UVA earned the 2016 Get With The Guidelines ® -Stroke Gold Plus Quality Achievement Award and was also named to the Target: Stroke℠ Honor Roll Elite. According to the American Heart Association, the awards recognize UVA’s commitment to providing stroke care using nationally recognized guidelines based on the most recent research.
Exceeding National Quality Standards
To receive the Gold Plus Achievement Award, UVA demonstrated a compliance rate of 85 percent or more for 24 consecutive months with the core standard levels of care outlined by the American Heart Association and the American Stroke Association. UVA also demonstrated a compliance rate of 75 percent or more with five of eight stroke quality measures in the most recent 12-month period.

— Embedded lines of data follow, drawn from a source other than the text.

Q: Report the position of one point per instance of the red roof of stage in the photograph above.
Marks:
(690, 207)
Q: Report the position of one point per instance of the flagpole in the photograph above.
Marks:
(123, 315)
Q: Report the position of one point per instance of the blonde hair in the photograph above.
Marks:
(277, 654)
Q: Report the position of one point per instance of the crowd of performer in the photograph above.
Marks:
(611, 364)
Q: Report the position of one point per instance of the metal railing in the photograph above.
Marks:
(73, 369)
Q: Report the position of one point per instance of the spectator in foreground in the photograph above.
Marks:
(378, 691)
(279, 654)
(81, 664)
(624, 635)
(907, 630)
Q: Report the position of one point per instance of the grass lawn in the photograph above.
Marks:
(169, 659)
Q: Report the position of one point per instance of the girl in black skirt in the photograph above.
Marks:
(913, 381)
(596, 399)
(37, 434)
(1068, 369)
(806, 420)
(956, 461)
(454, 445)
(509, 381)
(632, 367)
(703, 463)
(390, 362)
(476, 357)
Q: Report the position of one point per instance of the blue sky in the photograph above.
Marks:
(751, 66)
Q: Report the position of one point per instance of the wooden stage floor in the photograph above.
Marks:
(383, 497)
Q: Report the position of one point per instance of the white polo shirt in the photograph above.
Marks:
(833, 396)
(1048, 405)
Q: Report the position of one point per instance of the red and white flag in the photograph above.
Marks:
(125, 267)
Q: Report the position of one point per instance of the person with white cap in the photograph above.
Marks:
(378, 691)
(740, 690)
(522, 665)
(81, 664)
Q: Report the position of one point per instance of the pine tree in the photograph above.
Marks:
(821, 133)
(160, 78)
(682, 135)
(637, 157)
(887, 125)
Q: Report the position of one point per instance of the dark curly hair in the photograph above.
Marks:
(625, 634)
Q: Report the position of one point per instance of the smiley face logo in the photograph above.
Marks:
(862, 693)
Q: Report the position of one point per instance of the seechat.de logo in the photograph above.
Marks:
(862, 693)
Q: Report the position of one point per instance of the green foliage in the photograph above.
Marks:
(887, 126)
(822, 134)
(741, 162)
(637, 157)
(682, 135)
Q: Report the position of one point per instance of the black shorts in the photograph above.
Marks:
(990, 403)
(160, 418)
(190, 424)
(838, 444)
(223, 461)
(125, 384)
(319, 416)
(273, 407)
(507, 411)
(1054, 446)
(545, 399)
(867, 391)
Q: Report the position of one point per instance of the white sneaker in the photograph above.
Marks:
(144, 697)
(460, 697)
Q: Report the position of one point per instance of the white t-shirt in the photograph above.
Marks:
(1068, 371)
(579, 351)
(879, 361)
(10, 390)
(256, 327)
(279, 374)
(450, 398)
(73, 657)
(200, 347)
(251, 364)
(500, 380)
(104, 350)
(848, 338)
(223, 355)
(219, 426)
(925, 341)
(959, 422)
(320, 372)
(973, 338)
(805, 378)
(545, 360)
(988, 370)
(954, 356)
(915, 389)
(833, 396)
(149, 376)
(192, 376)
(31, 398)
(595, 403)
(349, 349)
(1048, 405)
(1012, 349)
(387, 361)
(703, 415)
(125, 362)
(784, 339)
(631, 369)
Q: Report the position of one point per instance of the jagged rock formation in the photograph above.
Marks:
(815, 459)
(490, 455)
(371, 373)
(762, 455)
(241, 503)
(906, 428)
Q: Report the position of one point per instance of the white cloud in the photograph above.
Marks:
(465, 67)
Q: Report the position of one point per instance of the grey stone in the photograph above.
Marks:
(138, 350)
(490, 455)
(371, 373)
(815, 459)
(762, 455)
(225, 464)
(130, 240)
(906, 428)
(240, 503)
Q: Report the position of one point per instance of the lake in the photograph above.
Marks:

Some of the measures met or exceeded by UVA include:
95 percent of patients who arrived at the hospital within two hours of their stroke symptoms beginning received tPA – a clot-busting stroke treatment drug – within three hours of their symptoms beginning. Treatment with tPA is most effective when given within three hours of the start of stroke symptoms. 99 percent of patients were given medications to help prevent blood clots, which are often the cause of a stroke. 99 percent of patients with hyperlipidemia (excess cholesterol and fat in their blood) – a risk factor for stroke and heart disease – were given statins, a group of medications designed to lower cholesterol. 99 percent of patients were assessed for stroke rehabilitation services before being released from the hospital.
UVA earned the Target: Stroke℠ Honor Roll Elite award by having 75 percent or more of stroke patients who should receive tPA get the drug within 60 minutes of arriving at the hospital, which is key to improving patient outcomes.
Quality Stroke Care Takes A Team
Excellent stroke care requires help from a large team, said UVA stroke program coordinator Beth Hundt. It begins with a family member or friend who recognizes stroke symptoms and calls 911, followed by the rescue squads that assess patients and transport them to UVA, where care begins in the Emergency Department and encompasses a large team.
“Nurses and physicians, pharmacists, radiology technicians, social workers, speech therapists, occupational therapists and physical therapists all work together to provide the best possible care to our stroke patients,” Hundt said. “At UVA, we care about our patients. That’s why we’ve made a commitment to turn treatment guidelines into lifelines.”